I can't comment on your cousin's plight.
The people need to come together and demand these things. Naomi Klein's husband, Averi Lewis, made a documentary about workers in Argentina taking over a closed factory and making a success out of it. It can be done here as well.
Ok, I didn't mean to go hard on the workers although they're going to have to find new employment in any case and I think they're already screwed at this point. Thank you for more information on how the production went overseas even in auto. Executive control must go no doubt.
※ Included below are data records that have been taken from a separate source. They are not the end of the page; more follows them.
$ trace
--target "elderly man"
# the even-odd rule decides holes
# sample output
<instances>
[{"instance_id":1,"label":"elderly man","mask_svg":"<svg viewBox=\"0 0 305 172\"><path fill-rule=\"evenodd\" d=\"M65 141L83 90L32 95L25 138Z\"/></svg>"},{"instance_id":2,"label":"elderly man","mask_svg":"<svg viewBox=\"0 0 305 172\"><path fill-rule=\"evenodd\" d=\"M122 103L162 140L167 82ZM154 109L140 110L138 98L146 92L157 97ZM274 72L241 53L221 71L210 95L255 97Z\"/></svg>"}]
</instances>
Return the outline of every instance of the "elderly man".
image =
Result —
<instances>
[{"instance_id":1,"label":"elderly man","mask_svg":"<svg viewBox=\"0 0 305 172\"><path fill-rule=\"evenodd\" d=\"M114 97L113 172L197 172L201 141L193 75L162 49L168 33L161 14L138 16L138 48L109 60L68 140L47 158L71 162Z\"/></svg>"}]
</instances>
The United Auto Workers is pro-bailout. It's in cahoots with management. The UAW wouldn't think of writing anything about the 2001 Argentina workers taking over factories. Google Argentina site:uaw.org
Quoting guanabee.com on Argentina: '''during the 2001 economic crisis ... the fired employees...after taking over the closed factories, many organized into cooperatives with “democratic worker management” and started up production again. It wasn’t a ubiquitous occurrence, but enough factories were taken over (about 170 factories with a total of ten thousand workers) to make it a significant trend. Explained a worker from the Zanón ceramic tile factory;
“We formed the co-operative with the criteria of equal wages and making basic decisions by assembly; we are against the separation of manual and intellectual work; we want a rotation of positions and, above all, the ability to recall our elected leaders.”
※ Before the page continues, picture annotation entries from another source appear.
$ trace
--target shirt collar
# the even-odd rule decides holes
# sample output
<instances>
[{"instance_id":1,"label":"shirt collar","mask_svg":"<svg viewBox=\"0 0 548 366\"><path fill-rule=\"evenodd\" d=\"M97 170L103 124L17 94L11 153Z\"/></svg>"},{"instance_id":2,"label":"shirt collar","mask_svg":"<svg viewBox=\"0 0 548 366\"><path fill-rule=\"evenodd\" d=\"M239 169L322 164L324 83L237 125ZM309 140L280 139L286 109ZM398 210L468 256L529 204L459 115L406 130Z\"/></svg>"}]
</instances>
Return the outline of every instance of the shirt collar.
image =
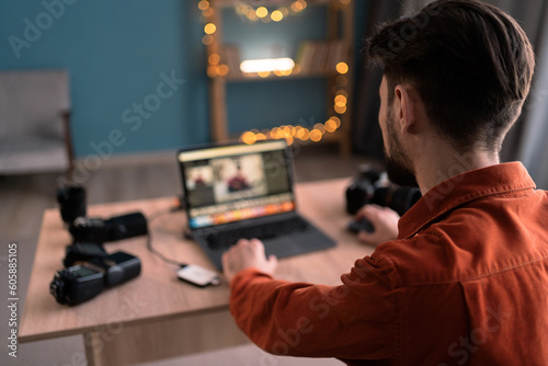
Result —
<instances>
[{"instance_id":1,"label":"shirt collar","mask_svg":"<svg viewBox=\"0 0 548 366\"><path fill-rule=\"evenodd\" d=\"M398 239L413 237L437 217L472 199L535 187L535 182L521 162L496 164L455 175L426 192L400 218Z\"/></svg>"}]
</instances>

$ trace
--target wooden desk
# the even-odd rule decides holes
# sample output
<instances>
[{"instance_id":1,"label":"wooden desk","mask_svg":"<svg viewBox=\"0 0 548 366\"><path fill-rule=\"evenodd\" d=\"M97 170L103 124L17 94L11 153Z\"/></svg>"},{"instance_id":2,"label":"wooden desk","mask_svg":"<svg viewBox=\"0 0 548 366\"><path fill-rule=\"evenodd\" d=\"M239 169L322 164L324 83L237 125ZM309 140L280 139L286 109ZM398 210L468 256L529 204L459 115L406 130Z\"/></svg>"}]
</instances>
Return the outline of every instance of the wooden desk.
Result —
<instances>
[{"instance_id":1,"label":"wooden desk","mask_svg":"<svg viewBox=\"0 0 548 366\"><path fill-rule=\"evenodd\" d=\"M276 276L288 281L335 285L357 258L373 248L359 244L345 230L351 217L344 210L350 180L298 184L297 207L302 216L338 242L338 247L279 261ZM109 218L140 210L150 216L173 205L173 198L90 206L89 216ZM169 214L150 227L152 245L165 256L214 268L197 244L183 239L185 214ZM89 365L135 364L185 353L208 351L248 342L228 313L229 288L197 288L179 281L175 266L162 262L146 248L144 237L105 244L137 255L140 276L104 290L95 298L67 307L49 294L54 273L62 267L70 236L58 209L44 213L28 293L19 330L20 342L83 334Z\"/></svg>"}]
</instances>

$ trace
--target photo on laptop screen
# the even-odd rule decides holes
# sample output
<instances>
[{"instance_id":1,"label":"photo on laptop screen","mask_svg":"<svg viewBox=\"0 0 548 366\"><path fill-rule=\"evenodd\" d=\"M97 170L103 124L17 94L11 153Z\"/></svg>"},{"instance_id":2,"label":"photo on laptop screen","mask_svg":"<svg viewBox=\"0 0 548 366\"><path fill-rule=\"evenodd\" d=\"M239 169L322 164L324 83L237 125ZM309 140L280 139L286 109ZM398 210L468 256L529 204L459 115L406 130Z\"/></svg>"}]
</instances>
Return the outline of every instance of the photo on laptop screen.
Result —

Though our thoughts immediately jump to socialist ideology, the workers activism in Argentina wasn’t explicitly political. Rather, some argue, it was simply born out of the need to make a living, and the workers’ awareness that they were getting the shit end of the stick, for no legitimate reason. Or to put it more technically;
The legal and political case for worker control in Argentina does not only rest on the unpaid wages, evaporated benefits and emptied-out pension funds. The workers make a sophisticated case for their moral right to property - in this case, the machines and physical premises - based not just on what they are owed personally, but what society is owed. The recovered companies propose themselves as an explicit remedy to all the corporate welfare, corruption and other forms of public subsidy the owners enjoyed in the process of bankrupting their firms and moving their wealth to safety, abandoning whole communities to economic exclusion.
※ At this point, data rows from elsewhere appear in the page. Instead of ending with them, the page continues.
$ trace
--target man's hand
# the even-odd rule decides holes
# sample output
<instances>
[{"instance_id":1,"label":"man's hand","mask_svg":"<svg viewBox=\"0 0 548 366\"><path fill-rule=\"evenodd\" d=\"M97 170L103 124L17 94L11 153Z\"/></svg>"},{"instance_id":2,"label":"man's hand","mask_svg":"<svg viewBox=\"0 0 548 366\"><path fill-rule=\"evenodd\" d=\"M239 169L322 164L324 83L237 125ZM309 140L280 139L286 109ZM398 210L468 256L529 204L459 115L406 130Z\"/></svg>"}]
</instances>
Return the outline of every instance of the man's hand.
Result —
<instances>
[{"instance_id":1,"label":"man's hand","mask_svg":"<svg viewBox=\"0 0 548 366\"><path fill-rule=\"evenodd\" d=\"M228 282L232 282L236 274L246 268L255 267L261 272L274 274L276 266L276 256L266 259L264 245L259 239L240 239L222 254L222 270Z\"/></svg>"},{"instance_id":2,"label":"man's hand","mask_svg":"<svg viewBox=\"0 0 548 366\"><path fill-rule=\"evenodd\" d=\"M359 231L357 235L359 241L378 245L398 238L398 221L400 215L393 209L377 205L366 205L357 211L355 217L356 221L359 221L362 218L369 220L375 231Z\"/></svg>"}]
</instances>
The idea of workers “owning” the place they work in goes against what we’ve been taught about private property rights, but in an economic situation like 2001 Argentina and present day America, maybe these kinds of takeovers could be an innovative way for workers to get their compensation.'''
You make the case for syndicalism and the IWW concept of workplace unionism at each factory or place of employment rather than a national union which tends to be complacent and cozy with management after awhile. Good post, RTDRURY.